Maxine Jones, Donna Tartt, The Rock. What do they all have in common? It may come as a surprise, but all three celebrities live part- or full-time in Charlottesville. Unlike Dave Matthews or John Grisham, however, these stars have remained relatively under the radar in town—until now.

Out of Vogue, En Charlottesville

A founding member of R&B girl group En Vogue, Maxine Jones now spends her days somewhere in the city. Little is publicly known about her residence here, other than that she lives with her family. Though no longer a part of En Vogue, Jones is planning to release a solo EP sometime this year.

Writer’s retreat

Donna Tartt is known for writing instant bestsellers such as The Secret History and The Goldfinchand for taking her sweet time penning each one. A more under-wraps fact about Tartt is that she drafts her epic novels on a farm outside the city. Like many writers, she tends toward seclusion, but she has been spotted enough times to merit mention.

The man, the myth, the muscle, The Rock

Probably the best-known celeb on this list, Dwayne “The Rock” Johnson has also had the most trouble keeping a low profile. The wrestler-turned-actor owns an idyllic property here, where he plans to build a private workout space—Johnson was approached by overexcited fans when he tried to visit the now-shuttered Gold’s Gym.
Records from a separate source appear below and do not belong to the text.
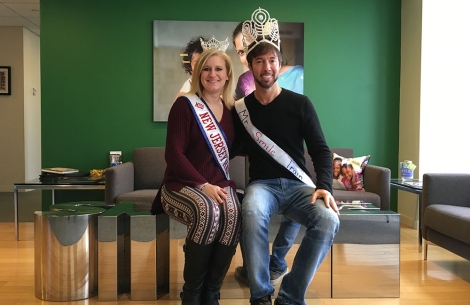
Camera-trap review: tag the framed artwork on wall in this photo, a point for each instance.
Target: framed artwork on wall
(5, 80)
(174, 41)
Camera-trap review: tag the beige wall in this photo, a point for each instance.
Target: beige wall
(445, 82)
(410, 82)
(434, 98)
(19, 112)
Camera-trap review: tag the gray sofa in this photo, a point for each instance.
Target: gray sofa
(446, 212)
(139, 179)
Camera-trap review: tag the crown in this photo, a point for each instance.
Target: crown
(215, 44)
(261, 28)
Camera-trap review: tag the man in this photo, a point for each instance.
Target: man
(273, 123)
(288, 229)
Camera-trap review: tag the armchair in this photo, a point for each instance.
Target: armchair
(446, 212)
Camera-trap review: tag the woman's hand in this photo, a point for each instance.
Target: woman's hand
(215, 192)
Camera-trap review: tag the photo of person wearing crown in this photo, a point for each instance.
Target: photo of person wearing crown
(279, 180)
(175, 44)
(190, 55)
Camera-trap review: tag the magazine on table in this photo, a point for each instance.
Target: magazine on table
(356, 205)
(418, 184)
(60, 170)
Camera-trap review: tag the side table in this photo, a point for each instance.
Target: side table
(75, 183)
(412, 186)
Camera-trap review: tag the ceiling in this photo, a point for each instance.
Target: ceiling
(20, 13)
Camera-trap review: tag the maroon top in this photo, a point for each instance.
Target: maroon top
(189, 161)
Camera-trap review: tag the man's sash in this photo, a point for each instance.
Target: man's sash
(279, 155)
(213, 134)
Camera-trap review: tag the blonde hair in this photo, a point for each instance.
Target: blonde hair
(196, 85)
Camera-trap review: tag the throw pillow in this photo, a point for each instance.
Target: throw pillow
(347, 172)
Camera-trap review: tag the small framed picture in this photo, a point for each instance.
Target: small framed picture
(5, 80)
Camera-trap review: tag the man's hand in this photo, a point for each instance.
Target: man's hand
(327, 198)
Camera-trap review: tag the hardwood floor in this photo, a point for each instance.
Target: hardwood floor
(443, 279)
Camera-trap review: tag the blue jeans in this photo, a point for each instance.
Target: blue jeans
(291, 198)
(284, 240)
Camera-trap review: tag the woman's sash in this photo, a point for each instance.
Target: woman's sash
(212, 132)
(279, 155)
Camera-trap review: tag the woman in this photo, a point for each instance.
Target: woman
(190, 55)
(196, 189)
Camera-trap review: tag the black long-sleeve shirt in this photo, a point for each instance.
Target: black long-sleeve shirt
(289, 120)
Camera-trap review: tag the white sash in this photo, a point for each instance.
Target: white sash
(214, 135)
(279, 155)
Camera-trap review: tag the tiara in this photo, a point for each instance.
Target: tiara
(261, 28)
(214, 44)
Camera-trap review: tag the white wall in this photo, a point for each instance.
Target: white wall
(445, 87)
(32, 104)
(435, 91)
(20, 112)
(410, 82)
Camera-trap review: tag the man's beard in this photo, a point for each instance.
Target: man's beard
(268, 85)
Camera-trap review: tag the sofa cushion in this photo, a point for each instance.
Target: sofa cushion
(346, 152)
(348, 172)
(149, 167)
(347, 196)
(453, 221)
(141, 196)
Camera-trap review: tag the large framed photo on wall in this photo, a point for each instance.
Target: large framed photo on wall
(175, 43)
(5, 80)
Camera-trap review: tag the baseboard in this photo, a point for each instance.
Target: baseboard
(409, 222)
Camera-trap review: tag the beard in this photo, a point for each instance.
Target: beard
(266, 85)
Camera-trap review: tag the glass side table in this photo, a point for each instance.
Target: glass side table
(412, 186)
(64, 183)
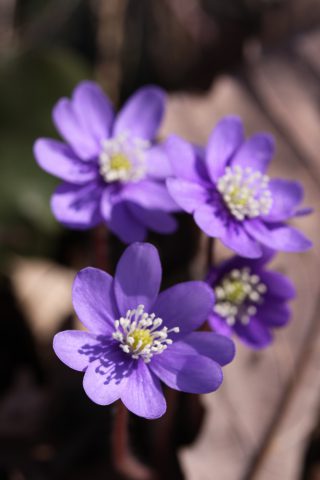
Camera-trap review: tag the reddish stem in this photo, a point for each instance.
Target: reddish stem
(124, 461)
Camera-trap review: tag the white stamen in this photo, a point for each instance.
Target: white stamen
(136, 338)
(238, 295)
(122, 159)
(245, 192)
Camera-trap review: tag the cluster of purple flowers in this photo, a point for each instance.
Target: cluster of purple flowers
(113, 171)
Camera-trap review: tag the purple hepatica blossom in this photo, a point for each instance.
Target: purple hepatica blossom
(138, 337)
(111, 170)
(231, 198)
(250, 300)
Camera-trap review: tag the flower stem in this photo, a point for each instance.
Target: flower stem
(100, 241)
(124, 462)
(210, 252)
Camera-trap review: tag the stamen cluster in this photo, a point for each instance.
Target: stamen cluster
(139, 335)
(238, 295)
(245, 192)
(123, 158)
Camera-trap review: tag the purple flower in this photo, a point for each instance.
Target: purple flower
(250, 300)
(231, 198)
(112, 171)
(138, 337)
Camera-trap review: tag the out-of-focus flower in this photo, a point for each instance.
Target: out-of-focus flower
(138, 337)
(250, 300)
(226, 189)
(112, 171)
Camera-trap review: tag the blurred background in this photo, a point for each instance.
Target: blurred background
(256, 58)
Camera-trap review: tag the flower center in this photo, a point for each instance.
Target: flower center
(122, 159)
(238, 295)
(245, 192)
(139, 335)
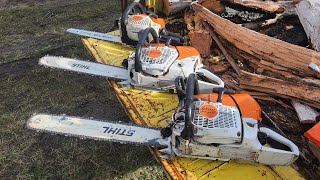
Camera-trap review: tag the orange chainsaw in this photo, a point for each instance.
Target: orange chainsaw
(134, 20)
(153, 66)
(206, 126)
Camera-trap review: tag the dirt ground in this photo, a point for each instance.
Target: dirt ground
(29, 30)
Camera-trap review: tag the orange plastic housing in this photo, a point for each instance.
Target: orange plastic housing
(248, 105)
(186, 51)
(314, 134)
(159, 21)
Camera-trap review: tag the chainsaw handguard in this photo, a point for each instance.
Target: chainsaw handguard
(206, 87)
(143, 38)
(270, 155)
(191, 89)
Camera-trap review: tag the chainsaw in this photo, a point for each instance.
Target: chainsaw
(153, 66)
(217, 126)
(133, 21)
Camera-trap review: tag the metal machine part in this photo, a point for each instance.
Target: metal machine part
(200, 128)
(134, 20)
(153, 66)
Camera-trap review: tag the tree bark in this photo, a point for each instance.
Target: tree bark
(295, 91)
(309, 15)
(262, 52)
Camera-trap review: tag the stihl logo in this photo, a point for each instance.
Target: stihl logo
(80, 66)
(208, 111)
(118, 131)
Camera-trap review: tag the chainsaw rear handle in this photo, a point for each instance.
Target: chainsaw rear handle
(191, 89)
(143, 38)
(124, 21)
(207, 87)
(125, 14)
(180, 87)
(167, 35)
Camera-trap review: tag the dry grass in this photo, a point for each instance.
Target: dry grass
(28, 32)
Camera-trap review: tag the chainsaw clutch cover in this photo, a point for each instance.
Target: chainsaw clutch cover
(216, 123)
(157, 60)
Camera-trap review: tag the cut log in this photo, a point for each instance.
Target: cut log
(269, 6)
(255, 47)
(305, 113)
(200, 38)
(296, 91)
(309, 15)
(213, 5)
(175, 6)
(232, 62)
(313, 135)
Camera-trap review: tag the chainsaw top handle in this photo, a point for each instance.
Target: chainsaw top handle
(191, 90)
(130, 8)
(144, 38)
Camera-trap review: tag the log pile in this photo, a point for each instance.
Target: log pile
(281, 67)
(273, 70)
(309, 15)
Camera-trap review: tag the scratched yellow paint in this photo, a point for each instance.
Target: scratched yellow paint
(153, 109)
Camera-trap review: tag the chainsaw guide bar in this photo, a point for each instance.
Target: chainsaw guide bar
(84, 67)
(95, 129)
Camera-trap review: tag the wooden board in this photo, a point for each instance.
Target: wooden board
(154, 108)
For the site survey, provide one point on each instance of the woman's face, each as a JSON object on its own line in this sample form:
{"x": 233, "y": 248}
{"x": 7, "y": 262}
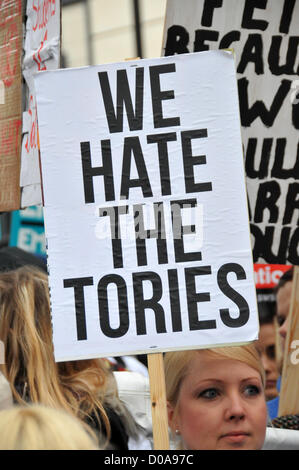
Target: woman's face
{"x": 221, "y": 405}
{"x": 266, "y": 348}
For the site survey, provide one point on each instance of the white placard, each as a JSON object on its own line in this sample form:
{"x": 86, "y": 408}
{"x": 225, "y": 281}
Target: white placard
{"x": 171, "y": 149}
{"x": 42, "y": 52}
{"x": 265, "y": 38}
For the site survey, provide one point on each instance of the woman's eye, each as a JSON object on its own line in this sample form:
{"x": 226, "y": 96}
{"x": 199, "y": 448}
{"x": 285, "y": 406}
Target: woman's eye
{"x": 252, "y": 390}
{"x": 210, "y": 393}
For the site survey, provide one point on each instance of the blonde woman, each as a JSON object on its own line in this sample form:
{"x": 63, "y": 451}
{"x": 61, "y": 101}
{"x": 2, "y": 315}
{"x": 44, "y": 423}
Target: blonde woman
{"x": 80, "y": 387}
{"x": 216, "y": 398}
{"x": 36, "y": 427}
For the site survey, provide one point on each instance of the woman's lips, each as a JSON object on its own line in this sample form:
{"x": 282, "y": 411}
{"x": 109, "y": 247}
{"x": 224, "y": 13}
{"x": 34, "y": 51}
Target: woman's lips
{"x": 235, "y": 436}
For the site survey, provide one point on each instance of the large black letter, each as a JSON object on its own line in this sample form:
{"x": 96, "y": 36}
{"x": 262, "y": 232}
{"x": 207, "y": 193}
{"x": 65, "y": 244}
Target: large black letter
{"x": 201, "y": 35}
{"x": 292, "y": 203}
{"x": 115, "y": 119}
{"x": 161, "y": 140}
{"x": 78, "y": 284}
{"x": 89, "y": 172}
{"x": 275, "y": 53}
{"x": 132, "y": 146}
{"x": 193, "y": 298}
{"x": 258, "y": 109}
{"x": 153, "y": 303}
{"x": 247, "y": 21}
{"x": 191, "y": 160}
{"x": 277, "y": 170}
{"x": 233, "y": 295}
{"x": 179, "y": 230}
{"x": 114, "y": 213}
{"x": 208, "y": 11}
{"x": 177, "y": 40}
{"x": 267, "y": 197}
{"x": 262, "y": 171}
{"x": 122, "y": 306}
{"x": 158, "y": 233}
{"x": 252, "y": 52}
{"x": 158, "y": 96}
{"x": 286, "y": 16}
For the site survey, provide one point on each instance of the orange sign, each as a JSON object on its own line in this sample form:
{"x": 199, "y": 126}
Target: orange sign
{"x": 267, "y": 275}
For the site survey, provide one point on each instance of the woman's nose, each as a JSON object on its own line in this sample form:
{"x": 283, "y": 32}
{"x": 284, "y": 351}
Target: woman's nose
{"x": 235, "y": 407}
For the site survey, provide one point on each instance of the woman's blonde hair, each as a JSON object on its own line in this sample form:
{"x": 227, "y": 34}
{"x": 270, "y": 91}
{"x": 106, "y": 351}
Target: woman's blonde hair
{"x": 26, "y": 331}
{"x": 36, "y": 427}
{"x": 176, "y": 365}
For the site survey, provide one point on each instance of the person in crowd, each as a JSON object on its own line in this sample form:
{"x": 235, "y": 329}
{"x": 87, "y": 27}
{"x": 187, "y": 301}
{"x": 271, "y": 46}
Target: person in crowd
{"x": 5, "y": 393}
{"x": 283, "y": 301}
{"x": 266, "y": 346}
{"x": 37, "y": 427}
{"x": 83, "y": 388}
{"x": 216, "y": 398}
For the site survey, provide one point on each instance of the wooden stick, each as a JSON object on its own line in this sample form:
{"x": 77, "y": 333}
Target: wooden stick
{"x": 289, "y": 392}
{"x": 158, "y": 399}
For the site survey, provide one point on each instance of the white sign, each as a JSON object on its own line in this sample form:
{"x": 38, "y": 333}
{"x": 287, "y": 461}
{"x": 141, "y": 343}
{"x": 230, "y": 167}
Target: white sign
{"x": 145, "y": 206}
{"x": 265, "y": 37}
{"x": 42, "y": 52}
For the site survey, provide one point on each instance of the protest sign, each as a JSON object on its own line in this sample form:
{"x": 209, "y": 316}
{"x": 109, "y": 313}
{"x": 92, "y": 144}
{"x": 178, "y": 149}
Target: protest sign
{"x": 145, "y": 206}
{"x": 264, "y": 36}
{"x": 266, "y": 276}
{"x": 10, "y": 103}
{"x": 289, "y": 392}
{"x": 42, "y": 52}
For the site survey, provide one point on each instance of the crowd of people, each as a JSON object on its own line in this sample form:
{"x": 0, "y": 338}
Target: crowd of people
{"x": 220, "y": 398}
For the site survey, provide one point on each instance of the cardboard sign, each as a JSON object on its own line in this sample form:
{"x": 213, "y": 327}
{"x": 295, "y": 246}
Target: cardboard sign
{"x": 145, "y": 206}
{"x": 264, "y": 36}
{"x": 10, "y": 103}
{"x": 42, "y": 52}
{"x": 267, "y": 275}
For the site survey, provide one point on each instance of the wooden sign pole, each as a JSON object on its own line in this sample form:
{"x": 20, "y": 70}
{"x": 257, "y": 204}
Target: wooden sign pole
{"x": 158, "y": 401}
{"x": 289, "y": 392}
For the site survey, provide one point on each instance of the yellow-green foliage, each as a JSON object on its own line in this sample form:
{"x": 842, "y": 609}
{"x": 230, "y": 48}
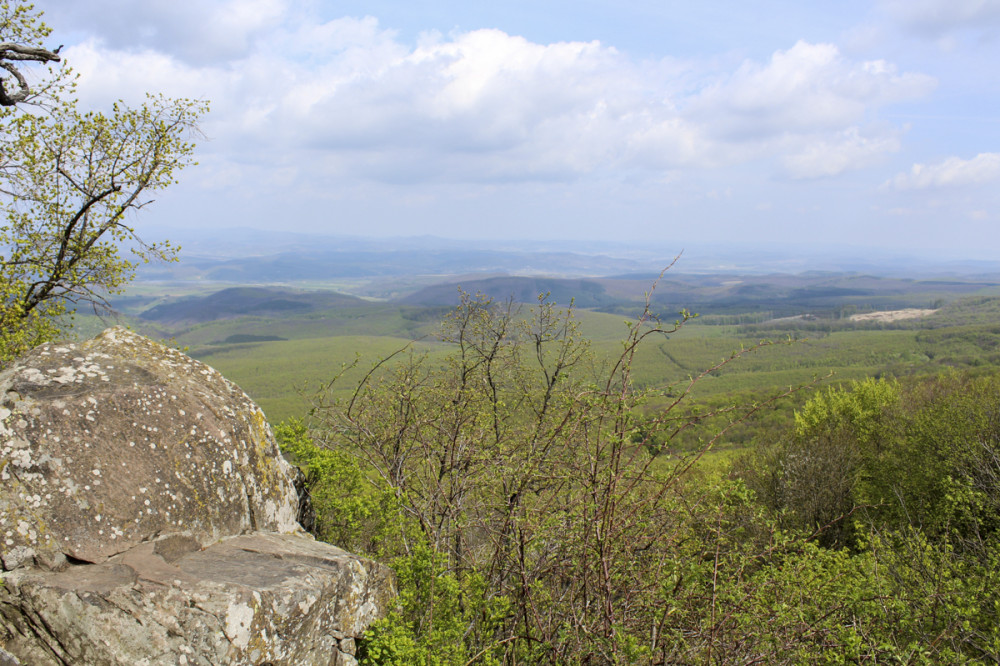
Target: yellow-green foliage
{"x": 69, "y": 179}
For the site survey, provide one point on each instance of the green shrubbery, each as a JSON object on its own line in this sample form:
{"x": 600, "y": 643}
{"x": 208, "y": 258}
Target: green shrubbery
{"x": 512, "y": 489}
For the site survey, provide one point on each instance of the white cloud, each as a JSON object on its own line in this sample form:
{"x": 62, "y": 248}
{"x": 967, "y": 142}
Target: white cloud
{"x": 807, "y": 88}
{"x": 347, "y": 99}
{"x": 829, "y": 156}
{"x": 952, "y": 172}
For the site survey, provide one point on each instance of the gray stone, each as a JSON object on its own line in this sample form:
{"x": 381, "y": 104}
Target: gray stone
{"x": 109, "y": 443}
{"x": 260, "y": 598}
{"x": 147, "y": 517}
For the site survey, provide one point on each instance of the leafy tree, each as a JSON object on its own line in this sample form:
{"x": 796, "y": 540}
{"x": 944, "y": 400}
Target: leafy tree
{"x": 69, "y": 184}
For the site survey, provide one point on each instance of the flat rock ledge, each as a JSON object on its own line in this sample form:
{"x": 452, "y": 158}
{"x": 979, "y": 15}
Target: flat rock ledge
{"x": 147, "y": 517}
{"x": 254, "y": 599}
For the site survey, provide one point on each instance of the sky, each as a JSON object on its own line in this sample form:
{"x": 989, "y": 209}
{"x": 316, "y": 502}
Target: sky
{"x": 867, "y": 125}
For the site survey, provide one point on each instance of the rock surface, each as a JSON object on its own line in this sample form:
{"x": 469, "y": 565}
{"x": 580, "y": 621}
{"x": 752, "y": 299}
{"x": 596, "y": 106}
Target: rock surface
{"x": 147, "y": 517}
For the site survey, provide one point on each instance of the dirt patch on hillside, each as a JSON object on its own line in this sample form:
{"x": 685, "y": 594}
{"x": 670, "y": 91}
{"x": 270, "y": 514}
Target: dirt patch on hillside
{"x": 892, "y": 315}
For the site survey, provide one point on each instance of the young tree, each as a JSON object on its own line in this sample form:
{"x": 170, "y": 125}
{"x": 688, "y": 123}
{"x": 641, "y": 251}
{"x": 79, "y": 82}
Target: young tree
{"x": 69, "y": 182}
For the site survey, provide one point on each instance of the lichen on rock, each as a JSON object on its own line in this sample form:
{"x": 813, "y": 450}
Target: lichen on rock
{"x": 147, "y": 517}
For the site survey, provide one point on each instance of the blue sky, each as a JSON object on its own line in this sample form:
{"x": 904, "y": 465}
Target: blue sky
{"x": 873, "y": 125}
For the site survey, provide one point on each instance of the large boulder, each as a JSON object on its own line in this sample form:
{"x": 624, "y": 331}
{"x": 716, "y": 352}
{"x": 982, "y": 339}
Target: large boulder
{"x": 147, "y": 517}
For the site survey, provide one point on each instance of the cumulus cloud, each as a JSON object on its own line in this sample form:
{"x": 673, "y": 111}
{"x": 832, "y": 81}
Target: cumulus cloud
{"x": 952, "y": 172}
{"x": 829, "y": 156}
{"x": 809, "y": 87}
{"x": 347, "y": 98}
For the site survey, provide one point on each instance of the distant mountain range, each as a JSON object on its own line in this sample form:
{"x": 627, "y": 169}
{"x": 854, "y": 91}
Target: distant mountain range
{"x": 247, "y": 256}
{"x": 246, "y": 301}
{"x": 778, "y": 294}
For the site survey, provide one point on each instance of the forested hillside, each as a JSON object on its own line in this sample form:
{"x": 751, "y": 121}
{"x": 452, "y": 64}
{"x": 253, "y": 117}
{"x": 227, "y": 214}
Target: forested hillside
{"x": 535, "y": 512}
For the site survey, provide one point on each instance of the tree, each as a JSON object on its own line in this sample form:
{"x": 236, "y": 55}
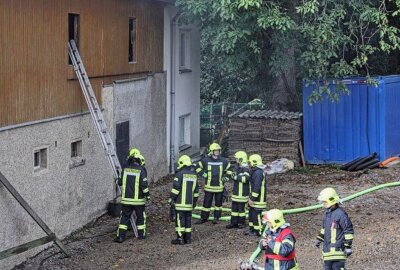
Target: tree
{"x": 265, "y": 49}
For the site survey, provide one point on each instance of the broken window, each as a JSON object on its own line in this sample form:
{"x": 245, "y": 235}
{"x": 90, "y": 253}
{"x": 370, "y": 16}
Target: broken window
{"x": 73, "y": 30}
{"x": 132, "y": 40}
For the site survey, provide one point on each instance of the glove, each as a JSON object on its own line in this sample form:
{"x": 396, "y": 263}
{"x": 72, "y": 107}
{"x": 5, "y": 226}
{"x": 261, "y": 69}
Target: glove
{"x": 348, "y": 252}
{"x": 234, "y": 176}
{"x": 171, "y": 202}
{"x": 317, "y": 243}
{"x": 225, "y": 179}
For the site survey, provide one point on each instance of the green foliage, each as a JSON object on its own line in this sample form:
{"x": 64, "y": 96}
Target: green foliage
{"x": 245, "y": 43}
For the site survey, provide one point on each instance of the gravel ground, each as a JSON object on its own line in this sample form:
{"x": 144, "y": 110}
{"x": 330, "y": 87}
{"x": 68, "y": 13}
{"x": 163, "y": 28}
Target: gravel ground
{"x": 375, "y": 218}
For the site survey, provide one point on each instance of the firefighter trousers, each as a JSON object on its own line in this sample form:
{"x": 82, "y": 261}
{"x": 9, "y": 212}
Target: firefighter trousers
{"x": 183, "y": 225}
{"x": 255, "y": 223}
{"x": 238, "y": 214}
{"x": 208, "y": 198}
{"x": 124, "y": 221}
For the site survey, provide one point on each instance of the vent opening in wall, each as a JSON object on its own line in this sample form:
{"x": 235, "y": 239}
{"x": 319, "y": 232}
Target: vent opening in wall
{"x": 39, "y": 159}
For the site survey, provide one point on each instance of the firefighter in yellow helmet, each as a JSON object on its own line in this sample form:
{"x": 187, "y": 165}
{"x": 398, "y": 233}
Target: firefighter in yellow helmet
{"x": 240, "y": 191}
{"x": 279, "y": 242}
{"x": 258, "y": 199}
{"x": 183, "y": 196}
{"x": 336, "y": 235}
{"x": 135, "y": 193}
{"x": 215, "y": 170}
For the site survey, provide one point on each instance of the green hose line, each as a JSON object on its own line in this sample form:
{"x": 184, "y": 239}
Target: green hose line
{"x": 314, "y": 207}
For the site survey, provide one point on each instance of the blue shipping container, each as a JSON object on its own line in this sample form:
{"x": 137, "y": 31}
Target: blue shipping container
{"x": 366, "y": 121}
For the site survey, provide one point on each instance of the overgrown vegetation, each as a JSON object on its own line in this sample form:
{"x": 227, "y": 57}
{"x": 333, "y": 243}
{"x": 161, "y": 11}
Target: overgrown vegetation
{"x": 265, "y": 49}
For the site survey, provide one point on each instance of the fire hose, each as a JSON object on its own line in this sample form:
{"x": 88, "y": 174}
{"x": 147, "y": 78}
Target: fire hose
{"x": 250, "y": 264}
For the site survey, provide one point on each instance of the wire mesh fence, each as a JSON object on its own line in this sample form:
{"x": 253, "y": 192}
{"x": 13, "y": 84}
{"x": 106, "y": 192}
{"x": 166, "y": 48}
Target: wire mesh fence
{"x": 214, "y": 119}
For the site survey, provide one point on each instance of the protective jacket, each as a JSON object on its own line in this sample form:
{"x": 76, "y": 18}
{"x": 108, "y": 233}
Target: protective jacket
{"x": 241, "y": 186}
{"x": 134, "y": 186}
{"x": 336, "y": 233}
{"x": 258, "y": 190}
{"x": 185, "y": 189}
{"x": 280, "y": 251}
{"x": 213, "y": 170}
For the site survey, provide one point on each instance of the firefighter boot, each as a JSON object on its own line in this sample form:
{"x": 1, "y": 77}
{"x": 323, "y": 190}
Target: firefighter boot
{"x": 177, "y": 241}
{"x": 187, "y": 237}
{"x": 231, "y": 226}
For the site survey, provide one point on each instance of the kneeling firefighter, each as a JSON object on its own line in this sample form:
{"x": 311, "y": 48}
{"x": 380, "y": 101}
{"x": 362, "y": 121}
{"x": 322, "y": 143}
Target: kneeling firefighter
{"x": 279, "y": 243}
{"x": 183, "y": 196}
{"x": 134, "y": 194}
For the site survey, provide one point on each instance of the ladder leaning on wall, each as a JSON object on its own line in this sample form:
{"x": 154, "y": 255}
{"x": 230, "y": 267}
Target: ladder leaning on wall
{"x": 97, "y": 116}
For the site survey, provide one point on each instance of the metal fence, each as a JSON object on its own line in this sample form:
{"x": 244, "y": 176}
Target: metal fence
{"x": 214, "y": 119}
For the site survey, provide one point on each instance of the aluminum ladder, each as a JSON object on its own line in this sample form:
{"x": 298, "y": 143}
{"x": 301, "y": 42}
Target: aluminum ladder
{"x": 97, "y": 117}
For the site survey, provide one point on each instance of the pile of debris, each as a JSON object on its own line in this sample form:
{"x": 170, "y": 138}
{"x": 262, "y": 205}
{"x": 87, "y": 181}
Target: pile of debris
{"x": 272, "y": 134}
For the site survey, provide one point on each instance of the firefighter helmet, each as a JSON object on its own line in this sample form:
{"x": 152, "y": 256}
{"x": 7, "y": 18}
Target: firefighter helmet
{"x": 142, "y": 160}
{"x": 184, "y": 161}
{"x": 329, "y": 197}
{"x": 133, "y": 152}
{"x": 274, "y": 218}
{"x": 241, "y": 157}
{"x": 255, "y": 160}
{"x": 214, "y": 147}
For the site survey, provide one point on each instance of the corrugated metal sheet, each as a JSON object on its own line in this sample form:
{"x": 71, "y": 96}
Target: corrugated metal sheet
{"x": 268, "y": 114}
{"x": 366, "y": 121}
{"x": 36, "y": 81}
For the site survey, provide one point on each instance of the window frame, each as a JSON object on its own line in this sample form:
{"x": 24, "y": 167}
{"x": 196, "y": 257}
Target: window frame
{"x": 184, "y": 38}
{"x": 132, "y": 58}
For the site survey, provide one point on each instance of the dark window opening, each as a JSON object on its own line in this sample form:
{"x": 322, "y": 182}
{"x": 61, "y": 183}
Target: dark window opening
{"x": 132, "y": 40}
{"x": 73, "y": 30}
{"x": 40, "y": 159}
{"x": 76, "y": 149}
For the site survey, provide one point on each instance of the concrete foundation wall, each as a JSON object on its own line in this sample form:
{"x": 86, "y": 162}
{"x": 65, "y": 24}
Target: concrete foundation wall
{"x": 67, "y": 195}
{"x": 142, "y": 102}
This experience was documented on his Instagram, alongside more peaceful photos of Johnson with his horses and fishing.—DG


Downtown Mall

Runner-up: Belmont/Carlton

Honorable mention: Fry’s Spring

Cost of living notwithstanding, the Downtown Mall (and surrounding North Downtown neighborhood, which is what we suspect readers were going for here) offers modern conveniences—a grocery store, a movie theater, coffee shops aplenty—across eight historic city blocks. And is it a coincidence that the best neighborhood is also the best place to discover a doggo (see below)? We think not. Runner-up Belmont/Carlton offers some of the priciest real estate in the city, but readers say it’s worth it for the creative community, divine dining and walkability to nearby downtown.


Downtown Mall

Runner-up: Chris Greene Lake

Honorable mention: UVA Grounds

No doubt you’ll be delighted to make the acquaintance of Mozart, the friendly Mastiff who turns heads whenever he traverses the mall. Or Roo, the beagle-Chihuahua mix who sometimes shops with her owner at Urban Outfitters. You’ll want to stop and dole out a few pets to labradoodle Jockamo and say hello to Gizmo, the corgi who lives at Blue Whale Books. It’s clear the mall is a spot for paws. Traditionalists might spot Spot at Chris Greene Lake, where he loves splashing away a case of the zoomies.